During the ongoing recession and increased federal regulatory changes, communication has played a major role in allaying member fears, ensuring member perception of the credit union as a stable resource for financial products and services, and the team at Ascend has been making the most of growth opportunities presented by the economic conditions.
“Change takes tenacity. You can’t give up easily,” said Gabriel. “We were doing quite well with a high capital level, good ratings but we had become a bit complacent so we began an aggressive building program, changed our name. You have to keep trying to push yourself, your organization to keep reaching for that next level.”
To that end education and training has been key. A branch management trainee program was created as a proactive way to identify, prepare, and promote deserving individuals from within. In addition, enhanced training efforts focus on sales/service, team building and communication skills as a way to help employees continue to evolve both personally and professionally while delivering better member experiences.
So far it’s working. The credit union plans its eighth consecutive member return in November, giving back $5 million to members in the form of bonus dividends and loan interest refunds. This brings the total member return to $44 million. And almost $360 million in new loans were added in 2011 resulting in a 0.57% net gain to the total loan portfolio. Under her leadership The Nature Conservancy was added to Ascend FCU’s field of membership, which generated a tremendous ongoing opportunity for potential membership growth.
“At the end of the day, knowing what you do at work matters and you have made someone’s life better, whether member or employee, because of decisions you’ve made is both rewarding and challenging,” said Gabriel. “I’m proud of my team at Ascend. I’m also proud to be part of the bigger credit union mission of people helping people. I try to make the best decisions possible to move my credit union forward while staying within the economic and regulatory parameters of today’s financial world. Succeeding is quite a bit harder than it used to be.”
Looking ahead, Gabriel added in terms of relevance, the industry as a whole needs to pay attention to technology as far as what members need, particularly ways to deliver greater convenience through the mobile channel.

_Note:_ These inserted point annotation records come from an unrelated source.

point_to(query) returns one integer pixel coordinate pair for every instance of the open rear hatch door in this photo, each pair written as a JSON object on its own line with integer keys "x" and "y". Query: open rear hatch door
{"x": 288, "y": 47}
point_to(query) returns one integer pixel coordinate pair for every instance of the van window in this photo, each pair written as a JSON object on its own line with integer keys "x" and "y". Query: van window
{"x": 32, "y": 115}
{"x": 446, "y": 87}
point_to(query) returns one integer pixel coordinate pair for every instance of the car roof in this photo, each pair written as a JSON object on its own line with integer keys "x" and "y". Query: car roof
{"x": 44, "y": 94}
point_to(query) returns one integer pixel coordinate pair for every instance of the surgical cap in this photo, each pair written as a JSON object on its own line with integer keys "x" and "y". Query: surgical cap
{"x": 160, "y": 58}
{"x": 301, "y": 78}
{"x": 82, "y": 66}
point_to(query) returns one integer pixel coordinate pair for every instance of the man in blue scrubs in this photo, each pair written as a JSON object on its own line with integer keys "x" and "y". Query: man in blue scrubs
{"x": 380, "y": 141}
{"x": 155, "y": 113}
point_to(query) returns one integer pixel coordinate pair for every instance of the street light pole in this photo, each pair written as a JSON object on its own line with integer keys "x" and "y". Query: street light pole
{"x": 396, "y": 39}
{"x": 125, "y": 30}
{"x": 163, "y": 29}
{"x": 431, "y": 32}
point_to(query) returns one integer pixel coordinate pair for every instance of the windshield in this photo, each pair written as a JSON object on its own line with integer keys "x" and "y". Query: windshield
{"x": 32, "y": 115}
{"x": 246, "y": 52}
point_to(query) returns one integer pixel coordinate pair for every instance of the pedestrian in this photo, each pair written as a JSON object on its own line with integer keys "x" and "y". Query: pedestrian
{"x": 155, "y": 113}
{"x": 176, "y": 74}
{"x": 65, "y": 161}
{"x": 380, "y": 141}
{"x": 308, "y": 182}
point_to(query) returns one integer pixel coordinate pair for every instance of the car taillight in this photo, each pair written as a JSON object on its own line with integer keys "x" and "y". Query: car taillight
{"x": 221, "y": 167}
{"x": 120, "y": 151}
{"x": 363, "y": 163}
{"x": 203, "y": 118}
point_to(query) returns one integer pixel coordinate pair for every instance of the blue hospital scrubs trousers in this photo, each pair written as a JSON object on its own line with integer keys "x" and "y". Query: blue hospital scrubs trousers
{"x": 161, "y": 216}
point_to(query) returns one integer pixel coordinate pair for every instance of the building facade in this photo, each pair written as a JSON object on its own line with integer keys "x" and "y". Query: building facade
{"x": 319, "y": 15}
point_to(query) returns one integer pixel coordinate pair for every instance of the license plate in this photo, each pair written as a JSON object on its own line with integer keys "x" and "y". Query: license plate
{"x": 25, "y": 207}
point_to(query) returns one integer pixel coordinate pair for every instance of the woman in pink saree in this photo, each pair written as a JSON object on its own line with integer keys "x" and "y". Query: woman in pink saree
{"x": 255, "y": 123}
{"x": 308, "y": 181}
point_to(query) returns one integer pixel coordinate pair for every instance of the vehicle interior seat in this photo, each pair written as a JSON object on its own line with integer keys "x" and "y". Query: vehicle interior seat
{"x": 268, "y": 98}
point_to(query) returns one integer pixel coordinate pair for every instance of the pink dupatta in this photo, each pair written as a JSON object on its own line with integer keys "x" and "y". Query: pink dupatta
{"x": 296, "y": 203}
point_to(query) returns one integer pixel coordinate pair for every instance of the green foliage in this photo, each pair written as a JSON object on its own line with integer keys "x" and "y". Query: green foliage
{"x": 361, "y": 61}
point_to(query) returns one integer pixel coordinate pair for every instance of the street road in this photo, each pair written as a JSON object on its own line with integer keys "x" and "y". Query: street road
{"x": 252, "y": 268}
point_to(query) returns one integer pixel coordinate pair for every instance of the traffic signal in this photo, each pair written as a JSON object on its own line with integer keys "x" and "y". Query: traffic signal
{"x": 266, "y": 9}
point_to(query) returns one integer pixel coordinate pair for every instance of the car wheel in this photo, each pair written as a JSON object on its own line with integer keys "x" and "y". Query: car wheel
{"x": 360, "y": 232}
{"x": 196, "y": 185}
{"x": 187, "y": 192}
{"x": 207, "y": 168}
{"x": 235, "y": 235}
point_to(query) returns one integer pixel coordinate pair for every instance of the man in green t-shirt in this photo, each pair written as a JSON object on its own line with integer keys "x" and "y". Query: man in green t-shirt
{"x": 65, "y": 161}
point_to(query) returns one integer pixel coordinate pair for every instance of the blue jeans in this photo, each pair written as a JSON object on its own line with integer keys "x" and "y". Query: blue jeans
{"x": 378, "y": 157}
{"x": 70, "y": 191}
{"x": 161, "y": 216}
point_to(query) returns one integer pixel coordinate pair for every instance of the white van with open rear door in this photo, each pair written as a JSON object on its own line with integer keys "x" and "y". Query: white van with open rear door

“Technology changes so quickly, but it’s important that our industry keep pace and position ourselves as being a lead provider of solutions that enhance member convenience while maintaining stringent levels of security. Some pockets of the industry focus on areas that may not be as important at the moment. For example, the national branding issue is not at the top of my list but it may be for others,” said Gabriel. “I think today’s regulatory environment is an unbelievable challenge for the industry as a whole. We must develop and maintain viable revenue streams to protect the stability of credit unions. And, we must attract a younger demographic to ensure access to future borrowers. These are just a few of the more immediate concerns facing all credit unions.”
She said while the past few years have not changed the definition of leadership, it does demand perhaps a steadier hand.
“You definitely have to step up your game and I do think it goes back to hard work,” said Gabriel. “As a leader it’s important to show others you are willing to work as hard as they are and you are there to support them.”